En la otra punta del mapa, los tucumanos también están preocupados por el complicado panorama que atraviesa el consumo de carne. Para el consignatario de ganado de Tucumán, Gonzalo Tapié, «el mercado ha tendido a normalizar su demanda, en función de escasez de la oferta, siempre hablando de la oferta histórica que teníamos los argentinos».

Asimismo, en La Pampa se vuelve a registrar una drástica caída en el consumo de carne similar a la padecida a principios de año, cuando alcanzó un 30%. Esa baja es cada vez más evidente y acompaña otra tendencia, que va de la mano, y es el incremento de otros productos alternativos, como el pollo y la carne de cerdo.

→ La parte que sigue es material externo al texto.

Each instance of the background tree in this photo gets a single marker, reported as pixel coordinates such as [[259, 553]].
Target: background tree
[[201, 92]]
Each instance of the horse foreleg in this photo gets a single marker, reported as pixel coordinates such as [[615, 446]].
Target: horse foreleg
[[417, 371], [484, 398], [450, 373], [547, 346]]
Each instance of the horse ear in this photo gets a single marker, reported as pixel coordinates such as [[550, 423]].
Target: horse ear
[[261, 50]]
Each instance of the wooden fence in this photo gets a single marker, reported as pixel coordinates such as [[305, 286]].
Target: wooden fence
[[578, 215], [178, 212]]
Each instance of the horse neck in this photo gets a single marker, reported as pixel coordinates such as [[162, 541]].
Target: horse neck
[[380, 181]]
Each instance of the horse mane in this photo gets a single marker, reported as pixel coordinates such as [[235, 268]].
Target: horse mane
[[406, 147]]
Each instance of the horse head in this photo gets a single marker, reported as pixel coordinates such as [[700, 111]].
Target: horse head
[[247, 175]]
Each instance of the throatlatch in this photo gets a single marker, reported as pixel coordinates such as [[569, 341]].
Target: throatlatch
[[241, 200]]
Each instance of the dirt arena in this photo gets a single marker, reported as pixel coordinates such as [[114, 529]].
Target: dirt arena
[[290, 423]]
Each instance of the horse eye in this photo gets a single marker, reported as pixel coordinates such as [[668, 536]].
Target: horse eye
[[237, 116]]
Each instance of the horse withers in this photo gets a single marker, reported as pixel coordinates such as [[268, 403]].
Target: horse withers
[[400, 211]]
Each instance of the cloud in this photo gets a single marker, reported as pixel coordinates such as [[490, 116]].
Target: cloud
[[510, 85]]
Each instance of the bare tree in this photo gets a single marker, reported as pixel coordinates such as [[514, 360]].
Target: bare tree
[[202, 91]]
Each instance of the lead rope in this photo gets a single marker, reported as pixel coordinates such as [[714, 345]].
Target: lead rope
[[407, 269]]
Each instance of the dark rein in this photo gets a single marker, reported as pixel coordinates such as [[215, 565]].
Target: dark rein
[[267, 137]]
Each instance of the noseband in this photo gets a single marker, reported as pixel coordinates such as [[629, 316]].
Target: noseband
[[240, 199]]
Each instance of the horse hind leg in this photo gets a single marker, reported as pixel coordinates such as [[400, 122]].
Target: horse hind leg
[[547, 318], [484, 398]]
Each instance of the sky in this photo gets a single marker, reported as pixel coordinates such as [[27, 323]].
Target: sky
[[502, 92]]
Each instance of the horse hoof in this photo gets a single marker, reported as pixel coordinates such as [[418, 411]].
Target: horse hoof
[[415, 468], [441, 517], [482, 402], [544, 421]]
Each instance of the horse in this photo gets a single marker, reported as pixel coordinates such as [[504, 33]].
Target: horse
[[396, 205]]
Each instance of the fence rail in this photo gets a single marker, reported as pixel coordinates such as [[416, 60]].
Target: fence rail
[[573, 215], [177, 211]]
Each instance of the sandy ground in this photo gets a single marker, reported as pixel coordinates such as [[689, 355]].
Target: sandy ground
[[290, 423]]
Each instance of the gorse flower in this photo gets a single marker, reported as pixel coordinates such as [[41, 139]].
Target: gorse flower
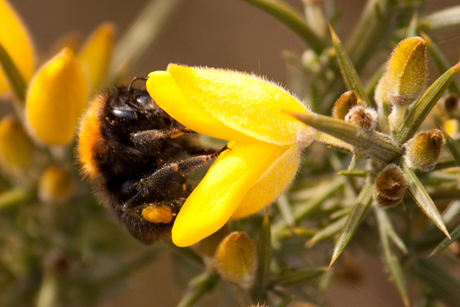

«En la provincia de Corrientes, esa baja (de stock) fue de 250 mil cabezas», recalcó ayer en la apertura de la Exposición Rural de Mercedes, en la provincia mesopotámica, el presidente de la Sociedad Rural Argentina, Hugo Biolcati. «El consumo de carne por habitante cayó un 20% y hoy comemos menos carne que Uruguay», agregó uno de los referentes de la Mesa de Enlace.

Hay varios argumentos para explicar los aumentos de precios, según la posición que se tenga en la cadena productiva. Para los productores, se debe a la falta de hembras que fueron faenadas en 2008 y 2009 por la sequía y porque el negocio de la ganadería dejó de ser rentable de la mano de la intervención de la Secretaría de Comercio Interior en el mercado.

Por su parte, los carniceros apuntan al sector industrial, mientras que en el Gobierno nacional entienden que el buen clima (lluvias y calor) mejora las condiciones de alimentos para el ganado y los productores retienen los animales.

Más allá de las causas, se trata de una tendencia que ya se ha instalado y cada vez cuesta más revertir: entre 2006 y 2009, se observó un aumento general del precio de la carne a nivel consumidor del orden del 77% en todo el país.

Si bien el aumento fue generalizado para todos los cortes, se encontraron diferencias entre cada uno de ellos y esto incide directamente en las cifras que se registran del lado de los consumidores. «Los cortes populares, de mayor demanda en el mercado interno, fueron los que más aumentaron, mientras que en los «de lujo» el aumento fue menos significativo», destaca un informe realizado por Diego Contreras, especialista del Programa de Agronegocios y Alimentos de la Facultad de Agronomía de la UBA. «Esto tiene especial importancia debido a que la carne tiene una gran influencia dentro de la canasta básica de alimentos», sostuvo el agrónomo.